The effort to develop an effective vaccine against malaria has been long and frustrating, largely because scientists have been unable to figure out precisely how the parasite that causes the disease, Plasmodium, infects red blood cells. Now researchers at the Wellcome Trust Sanger Institute in the U.K. believe they’ve solved a piece of that puzzle in a way that could be used to make an effective vaccine against malaria.
The key is a protein on the surface of Plasmodium called P113. By anchoring itself to another protein called RH5, P113 builds a bridge of sorts between the parasite and the cell it wants to infect, according to a press release from the institute.
Sanger Institute scientists already knew that Plasmodium parasites use RH5 to bind to a receptor on blood cells. What they didn’t know was how RH5 was able to attach itself to Plasmodium. Turns out P113 acts like Velcro, capturing RH5 on the parasite’s surface.

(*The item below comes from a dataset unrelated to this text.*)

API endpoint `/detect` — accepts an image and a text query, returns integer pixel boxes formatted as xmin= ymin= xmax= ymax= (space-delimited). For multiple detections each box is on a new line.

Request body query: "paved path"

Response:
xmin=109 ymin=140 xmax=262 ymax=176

"We knew both proteins were essential for invasion but this is the first time anyone has seen the interaction between RH5 and P113 and showed that they work together,” said Sanger Institute author Julian Rayner in the release. P113, he added, could be a vaccine target, because if an antibody were able to block the protein, the malaria parasite would be unable to invade red blood cells.
Malaria is spread by mosquitoes and affects more than 200 million people a year. The disease caused about 500,000 deaths in 2015, according to Sanger, and 70% of its victims were children younger than 5.

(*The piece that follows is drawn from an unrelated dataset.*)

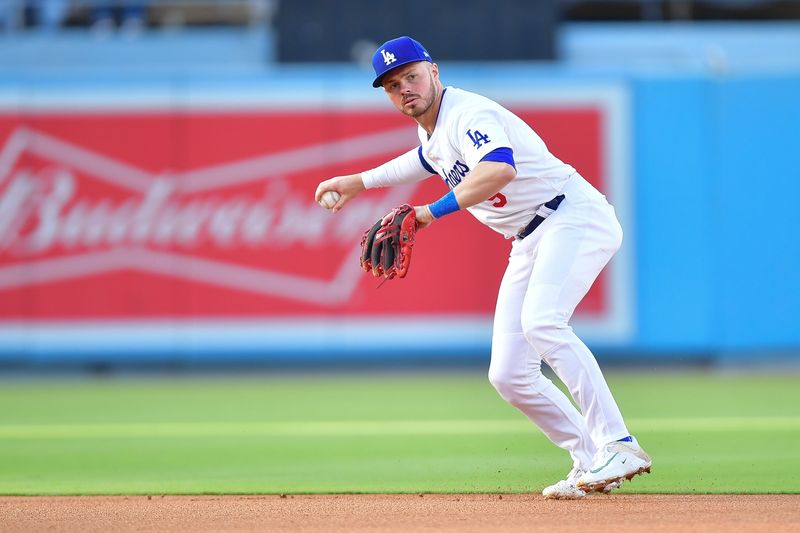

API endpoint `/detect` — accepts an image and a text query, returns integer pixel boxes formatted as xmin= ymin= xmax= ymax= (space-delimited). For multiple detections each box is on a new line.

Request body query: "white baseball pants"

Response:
xmin=489 ymin=173 xmax=629 ymax=470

Anything that disrupts RH5 would be a viable vaccine candidate, the Sanger Institute scientists suggest, because the protein is essential for infection by all of the Plasmodium strains known to cause the most severe forms of malaria. "There is a great need for an effective malaria vaccine, and the RH5 complex is the most important link between parasite and host that we yet know of,” said lead author Gavin Wright.
Many of the efforts aimed at combating malaria are focused on finding new ways to cripple Plasmodium. Scientists at Seattle BioMed, for example, have developed a weakened version of the parasite by removing some of its genes, in the hopes that it will create immunity against malaria without causing infection. Others are looking at different proteins on the surface of Plasmodium, including the National Institute of Allergy and Infectious Diseases, which has been developing a vaccine that targets the proteins AMA1 and RON2.
The Sanger Institute scientists say one advantage of RH5 is that only a small corner of the protein is needed to bind to P113. That could make it more feasible to create a vaccine that blocks P113 while simultaneously targeting other proteins. Indeed, it may take a multi-pronged approach to topple the bridge to malaria infection.